Pinemeter handles local provider credential material, including Claude session keys, optional ChatGPT session cookies, and optional Gemini API keys. Please report credential handling, privacy, or vulnerability concerns privately rather than opening a public issue.
Use the private reporting path for issues such as:
- Raw provider credentials, cookies, tokens, API keys, or request headers being logged, displayed, exported, or written outside the intended secure storage boundary.
- Keychain storage, access-control, or credential repair behavior that could expose another account's provider material.
- Browser import behavior that reads more data than needed for the selected provider.
- Diagnostics, screenshots, crash logs, or issue templates that could encourage users to disclose secrets.
- A reproducible vulnerability in the app, release artifacts, or update/distribution process.
If GitHub private vulnerability reporting is enabled for this repository, use Security advisories > Report a vulnerability.
If private vulnerability reporting is unavailable, contact the maintainer using the repository owner's published GitHub contact path and include Pinemeter security report in the subject or first line. Do not include working secrets in the first message.

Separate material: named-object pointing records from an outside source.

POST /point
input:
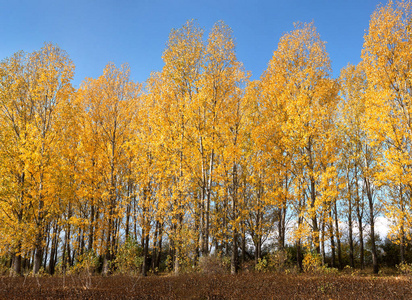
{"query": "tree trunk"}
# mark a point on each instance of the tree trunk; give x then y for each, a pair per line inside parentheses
(338, 236)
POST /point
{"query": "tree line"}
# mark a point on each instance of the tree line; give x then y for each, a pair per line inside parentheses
(201, 160)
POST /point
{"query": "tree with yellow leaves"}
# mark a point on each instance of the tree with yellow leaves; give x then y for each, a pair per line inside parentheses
(35, 87)
(387, 60)
(299, 99)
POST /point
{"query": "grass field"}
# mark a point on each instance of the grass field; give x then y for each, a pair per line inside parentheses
(242, 286)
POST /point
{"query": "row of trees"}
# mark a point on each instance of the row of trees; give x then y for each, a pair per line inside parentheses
(202, 160)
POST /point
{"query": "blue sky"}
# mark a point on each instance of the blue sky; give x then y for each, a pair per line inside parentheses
(97, 32)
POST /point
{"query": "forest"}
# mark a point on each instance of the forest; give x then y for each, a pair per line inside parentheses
(200, 167)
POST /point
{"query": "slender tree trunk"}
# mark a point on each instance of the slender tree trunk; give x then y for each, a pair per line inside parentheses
(332, 240)
(372, 225)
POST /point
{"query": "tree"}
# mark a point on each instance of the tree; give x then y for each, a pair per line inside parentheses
(386, 57)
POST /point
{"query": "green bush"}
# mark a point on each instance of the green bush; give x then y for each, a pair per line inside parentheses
(129, 257)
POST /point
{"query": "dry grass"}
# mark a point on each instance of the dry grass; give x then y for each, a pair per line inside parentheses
(215, 286)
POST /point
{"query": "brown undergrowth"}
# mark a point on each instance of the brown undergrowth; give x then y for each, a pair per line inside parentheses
(216, 286)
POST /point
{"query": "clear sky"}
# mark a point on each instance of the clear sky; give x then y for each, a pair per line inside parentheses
(97, 32)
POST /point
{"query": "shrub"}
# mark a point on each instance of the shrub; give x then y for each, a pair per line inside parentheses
(262, 265)
(129, 257)
(312, 262)
(404, 268)
(214, 264)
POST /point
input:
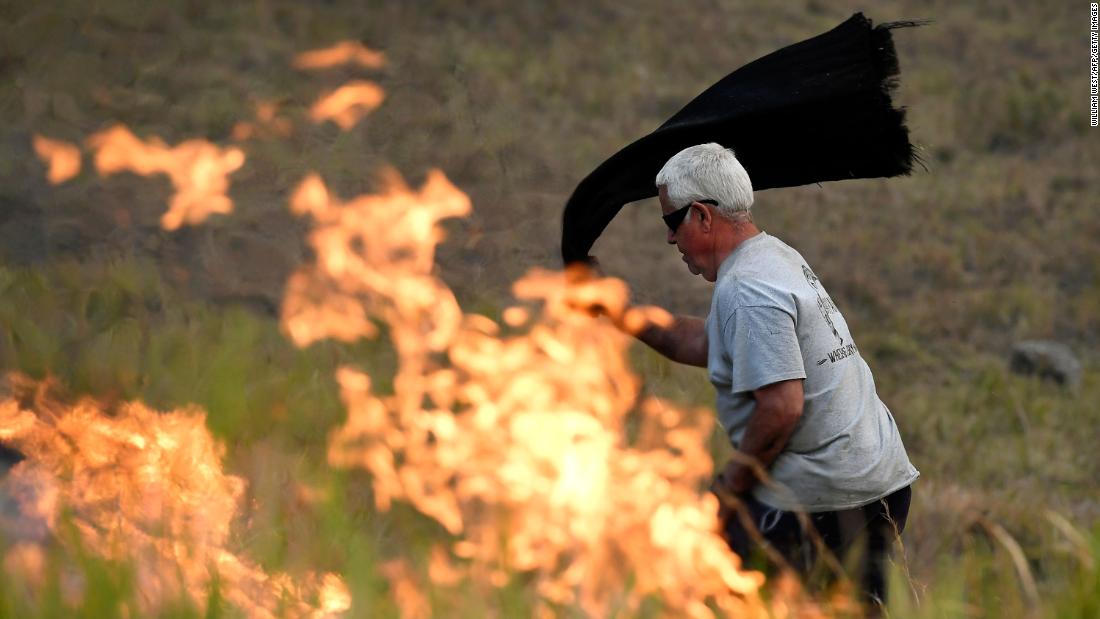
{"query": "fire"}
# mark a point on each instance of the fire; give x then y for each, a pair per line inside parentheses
(62, 157)
(348, 104)
(345, 52)
(513, 442)
(267, 122)
(198, 169)
(142, 486)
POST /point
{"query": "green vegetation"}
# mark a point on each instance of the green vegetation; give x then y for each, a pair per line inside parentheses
(938, 274)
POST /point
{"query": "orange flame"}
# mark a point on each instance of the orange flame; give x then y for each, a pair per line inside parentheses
(345, 52)
(348, 104)
(63, 158)
(515, 444)
(198, 170)
(143, 486)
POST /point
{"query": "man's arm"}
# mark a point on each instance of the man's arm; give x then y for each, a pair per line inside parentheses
(778, 410)
(682, 341)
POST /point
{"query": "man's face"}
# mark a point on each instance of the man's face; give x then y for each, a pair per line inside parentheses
(689, 236)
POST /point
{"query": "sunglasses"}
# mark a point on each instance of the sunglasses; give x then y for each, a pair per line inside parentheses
(675, 218)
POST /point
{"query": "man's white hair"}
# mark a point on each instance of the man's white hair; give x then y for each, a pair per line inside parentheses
(707, 172)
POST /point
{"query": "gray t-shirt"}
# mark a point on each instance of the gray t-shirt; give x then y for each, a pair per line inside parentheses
(771, 320)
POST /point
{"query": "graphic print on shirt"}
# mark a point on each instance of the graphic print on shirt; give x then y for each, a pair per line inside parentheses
(826, 306)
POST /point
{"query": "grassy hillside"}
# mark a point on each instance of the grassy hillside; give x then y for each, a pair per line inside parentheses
(938, 274)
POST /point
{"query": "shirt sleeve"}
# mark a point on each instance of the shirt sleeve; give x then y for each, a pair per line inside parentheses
(763, 347)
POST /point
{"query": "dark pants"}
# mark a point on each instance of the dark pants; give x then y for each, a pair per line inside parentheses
(857, 539)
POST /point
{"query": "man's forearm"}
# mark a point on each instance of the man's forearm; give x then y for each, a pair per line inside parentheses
(683, 341)
(777, 413)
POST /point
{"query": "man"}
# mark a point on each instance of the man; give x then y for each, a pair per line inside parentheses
(793, 394)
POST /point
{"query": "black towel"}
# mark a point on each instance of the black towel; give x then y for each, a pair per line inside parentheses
(814, 111)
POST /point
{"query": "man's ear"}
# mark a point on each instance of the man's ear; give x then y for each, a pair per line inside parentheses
(705, 218)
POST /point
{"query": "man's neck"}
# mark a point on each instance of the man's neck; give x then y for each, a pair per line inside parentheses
(730, 236)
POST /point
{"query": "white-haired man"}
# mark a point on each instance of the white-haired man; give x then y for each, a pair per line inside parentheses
(793, 394)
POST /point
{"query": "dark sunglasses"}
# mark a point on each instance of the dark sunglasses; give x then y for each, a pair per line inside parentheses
(675, 218)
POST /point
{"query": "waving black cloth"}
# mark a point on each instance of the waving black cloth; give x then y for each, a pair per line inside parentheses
(817, 110)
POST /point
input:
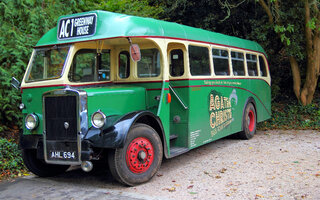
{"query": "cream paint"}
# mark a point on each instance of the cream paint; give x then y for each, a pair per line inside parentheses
(119, 44)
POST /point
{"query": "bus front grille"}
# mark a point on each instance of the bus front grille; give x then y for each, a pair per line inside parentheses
(61, 118)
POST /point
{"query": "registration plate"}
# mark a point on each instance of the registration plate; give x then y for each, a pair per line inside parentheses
(62, 151)
(62, 154)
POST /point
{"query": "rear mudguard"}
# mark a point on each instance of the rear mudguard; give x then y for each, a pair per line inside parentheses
(114, 136)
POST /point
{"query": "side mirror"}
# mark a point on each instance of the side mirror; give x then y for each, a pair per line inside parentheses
(135, 52)
(15, 83)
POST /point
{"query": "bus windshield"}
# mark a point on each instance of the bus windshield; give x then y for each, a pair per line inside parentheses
(47, 64)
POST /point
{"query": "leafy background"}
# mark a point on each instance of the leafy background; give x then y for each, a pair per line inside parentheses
(23, 22)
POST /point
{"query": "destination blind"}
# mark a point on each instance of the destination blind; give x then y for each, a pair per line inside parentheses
(75, 27)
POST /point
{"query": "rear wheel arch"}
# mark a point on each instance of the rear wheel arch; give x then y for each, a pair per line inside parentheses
(253, 102)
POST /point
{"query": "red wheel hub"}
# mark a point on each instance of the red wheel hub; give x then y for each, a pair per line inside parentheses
(251, 120)
(139, 155)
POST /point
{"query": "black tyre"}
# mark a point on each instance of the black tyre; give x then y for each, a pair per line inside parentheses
(249, 123)
(140, 158)
(39, 167)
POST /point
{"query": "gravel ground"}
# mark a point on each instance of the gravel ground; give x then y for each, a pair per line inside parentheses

Please include sanitized details only:
- Pinemeter version or commit SHA.
- macOS version and Mac architecture.
- Provider affected: Claude, ChatGPT, Gemini, browser import, release signing, or app-wide.
- Reproduction steps using dummy, expired, or redacted values.
- The observed impact and what secret or private data could be exposed.
- Any relevant sanitized logs, screenshots, or diagnostics.
Do not send real Claude session keys, ChatGPT cookies, Gemini API keys, Cookie headers, Authorization headers, browser cookie database files, or screenshots that expose account identifiers unless explicitly requested over a private channel.
For ordinary bugs and feature requests that do not involve sensitive material, use the GitHub issue templates. Public issues should include sanitized app status and reproduction details only.